The platform ships as a full Docker Compose stack combining a FastAPI backend, Next.js frontend, PostgreSQL with pgvector, RabbitMQ for inter-service messaging, Redis for distributed locking, and Supabase for authentication. An integrated marketplace lets users share and deploy pre-built agents without starting from scratch.

At its core, AutoGPT unifies a large and growing library of integration blocks — covering AI providers (Claude, GPT-4, Llama, Groq), social platforms, productivity tools, databases, code execution environments, and MCP-compatible tool servers — under a consistent type-safe interface. Every block validates its inputs and outputs against JSON schemas, making graph wiring reliable and debuggable.

A built-in AI copilot (powered by the Claude Agent SDK) assists with agent design and troubleshooting. Performance-sensitive workloads can use the platform’s batch execution path, which submits requests to Anthropic’s batch API asynchronously to reduce cost at scale, with transparent fallback to synchronous execution when needed.

What You Get

  • Visual graph builder with a library of 80+ typed integration blocks spanning AI models, social media, productivity tools, databases, webhooks, and code execution
  • Persistent autonomous agent execution engine backed by RabbitMQ and Redis, supporting event-triggered and scheduled runs
  • Built-in AI copilot powered by the Claude Agent SDK to assist with agent design, debugging, and optimization
  • MCP (Model Context Protocol) Tool Block that connects to any compliant MCP server, discovers its tools at runtime, and adapts I/O schema dynamically
  • Multi-provider LLM support including Anthropic Claude, OpenAI GPT-4, Groq, and Ollama, all routed through a unified credential manager
  • Batch execution path leveraging Anthropic’s batch API for cost-efficient large-scale workloads with automatic synchronous fallback
  • Integrated agent marketplace for sharing and discovering pre-built agent graphs
  • Supabase authentication, PostgreSQL with pgvector for vector search, and FalkorDB knowledge graph for long-term agent memory via Graphiti

Common Use Cases

  • Content automation: subscribe to RSS feeds or YouTube channels, summarize new content with an LLM, and publish posts to social media automatically
  • Lead enrichment pipelines: pull prospects from Apollo or LinkedIn, enrich with web search, score with AI, and push qualified leads to a CRM
  • Internal monitoring agents: poll GitHub issues or Slack channels, triage with AI condition blocks, and route alerts to the right team via email or Discord
  • Video and media production: detect trending Reddit topics, generate scripts with an LLM, synthesize audio with ElevenLabs, and assemble short-form videos
  • Data extraction workflows: scrape or fetch structured data with Firecrawl or Exa, parse and transform it through text blocks, and write results to a spreadsheet or SQL database
  • Customer support automation: receive inbound messages via webhook, retrieve relevant knowledge graph context, generate AI responses, and escalate edge cases to a human-in-the-loop step

Under The Hood

Architecture The platform follows a service-oriented multi-process design where distinct concerns — REST API, WebSocket server, execution engine, scheduler, notification manager, copilot chat bridge, and database manager — each run as independent AppProcess subclasses coordinated by a central process launcher.
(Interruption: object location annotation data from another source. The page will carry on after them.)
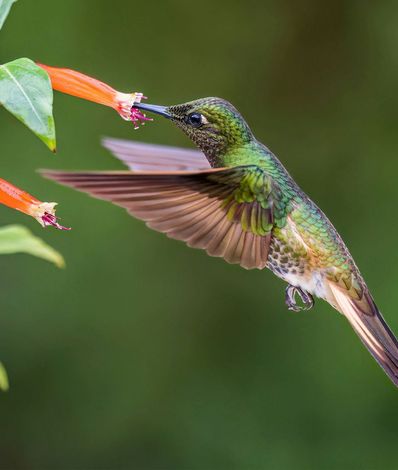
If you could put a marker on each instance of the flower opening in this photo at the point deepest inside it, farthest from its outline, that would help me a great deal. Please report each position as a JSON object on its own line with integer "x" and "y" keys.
{"x": 16, "y": 198}
{"x": 83, "y": 86}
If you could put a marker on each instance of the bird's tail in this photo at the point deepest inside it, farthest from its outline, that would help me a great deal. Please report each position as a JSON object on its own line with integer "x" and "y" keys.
{"x": 371, "y": 328}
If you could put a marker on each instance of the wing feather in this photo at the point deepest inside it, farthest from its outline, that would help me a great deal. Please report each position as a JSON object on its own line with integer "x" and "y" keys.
{"x": 139, "y": 156}
{"x": 194, "y": 207}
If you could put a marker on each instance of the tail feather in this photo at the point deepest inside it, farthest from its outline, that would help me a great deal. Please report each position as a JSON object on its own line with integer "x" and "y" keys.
{"x": 371, "y": 328}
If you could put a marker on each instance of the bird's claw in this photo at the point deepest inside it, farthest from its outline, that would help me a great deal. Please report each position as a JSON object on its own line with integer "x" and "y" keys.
{"x": 290, "y": 299}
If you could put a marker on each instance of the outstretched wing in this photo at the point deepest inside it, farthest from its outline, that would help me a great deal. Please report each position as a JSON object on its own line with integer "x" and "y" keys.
{"x": 149, "y": 157}
{"x": 228, "y": 212}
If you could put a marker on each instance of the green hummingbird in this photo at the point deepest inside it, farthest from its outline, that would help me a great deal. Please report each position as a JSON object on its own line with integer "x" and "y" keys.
{"x": 234, "y": 199}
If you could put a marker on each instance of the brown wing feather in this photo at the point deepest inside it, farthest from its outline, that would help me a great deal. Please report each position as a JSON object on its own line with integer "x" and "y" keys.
{"x": 139, "y": 156}
{"x": 186, "y": 206}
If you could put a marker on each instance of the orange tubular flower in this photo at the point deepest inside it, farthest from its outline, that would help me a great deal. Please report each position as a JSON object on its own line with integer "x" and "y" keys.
{"x": 77, "y": 84}
{"x": 20, "y": 200}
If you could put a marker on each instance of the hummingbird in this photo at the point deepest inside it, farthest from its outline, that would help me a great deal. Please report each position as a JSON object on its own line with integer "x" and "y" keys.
{"x": 233, "y": 198}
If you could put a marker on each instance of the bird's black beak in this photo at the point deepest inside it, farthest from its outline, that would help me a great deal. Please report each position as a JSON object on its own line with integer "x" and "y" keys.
{"x": 154, "y": 108}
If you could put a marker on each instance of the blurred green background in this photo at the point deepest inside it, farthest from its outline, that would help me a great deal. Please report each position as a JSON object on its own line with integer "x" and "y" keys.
{"x": 146, "y": 354}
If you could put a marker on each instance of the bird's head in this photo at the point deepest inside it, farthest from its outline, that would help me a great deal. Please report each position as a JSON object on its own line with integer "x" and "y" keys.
{"x": 213, "y": 124}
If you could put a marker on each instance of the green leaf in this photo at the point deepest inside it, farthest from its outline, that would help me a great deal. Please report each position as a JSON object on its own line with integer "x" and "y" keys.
{"x": 4, "y": 385}
{"x": 25, "y": 91}
{"x": 18, "y": 239}
{"x": 5, "y": 6}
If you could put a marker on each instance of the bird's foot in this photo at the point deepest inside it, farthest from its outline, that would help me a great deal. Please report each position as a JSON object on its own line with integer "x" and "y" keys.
{"x": 290, "y": 299}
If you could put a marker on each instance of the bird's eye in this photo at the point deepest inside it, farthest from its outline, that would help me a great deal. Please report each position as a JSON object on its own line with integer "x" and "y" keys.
{"x": 195, "y": 119}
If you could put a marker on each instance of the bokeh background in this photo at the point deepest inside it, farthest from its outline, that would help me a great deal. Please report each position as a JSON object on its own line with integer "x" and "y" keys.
{"x": 146, "y": 354}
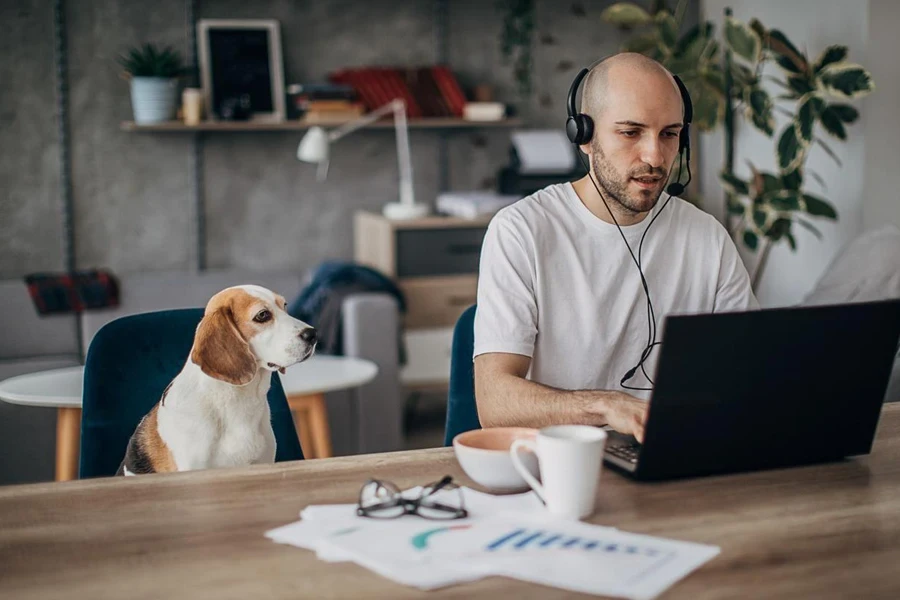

The execution model is graph-based: users wire typed blocks into directed acyclic graphs, and the ExecutionManager drives block execution through a thread pool backed by RabbitMQ for inter-service messaging. A ClusterLock mechanism built on Redis prevents duplicate graph execution across distributed instances. The copilot subsystem maintains its own executor path and routes between a Claude Agent SDK path and a baseline OpenAI-compatible fallback, keeping AI assistance cleanly separated from the core automation engine.

Tech Stack The backend is a Python 3.10+ application built on FastAPI for the REST layer with a custom WebSocket server, using Prisma as the ORM against PostgreSQL extended with pgvector for semantic search. RabbitMQ handles inter-service message queuing, Redis provides distributed locking and caching, and FalkorDB serves as the knowledge graph store for the Graphiti-based long-term memory subsystem. The AI layer spans Anthropic Claude, OpenAI GPT, Groq, and Ollama through a unified LLM abstraction with per-provider credential management. E2B provides sandboxed code execution for unsafe workloads. The frontend is Next.js 15 with Tailwind, Radix UI, and Storybook. The entire platform ships as a Docker Compose stack with Supabase handling authentication and Kong as the API gateway.

Code Quality The test suite is extensive with hundreds of test files across unit tests, integration tests, E2E Playwright suites, and snapshot tests — using pytest with asyncio mode on the backend and Vitest plus Playwright on the frontend. Error handling is explicit and typed throughout, with custom exception classes like BlockError, BlockExecutionError, InsufficientBalanceError, and ModerationError propagated cleanly through the stack rather than swallowed. Ruff enforces linting with a Python 3.10 target and pyright provides static type checking on the backend. The copilot module demonstrates particularly thorough test coverage of complex behaviors including rate limiting, token tracking, and cost attribution.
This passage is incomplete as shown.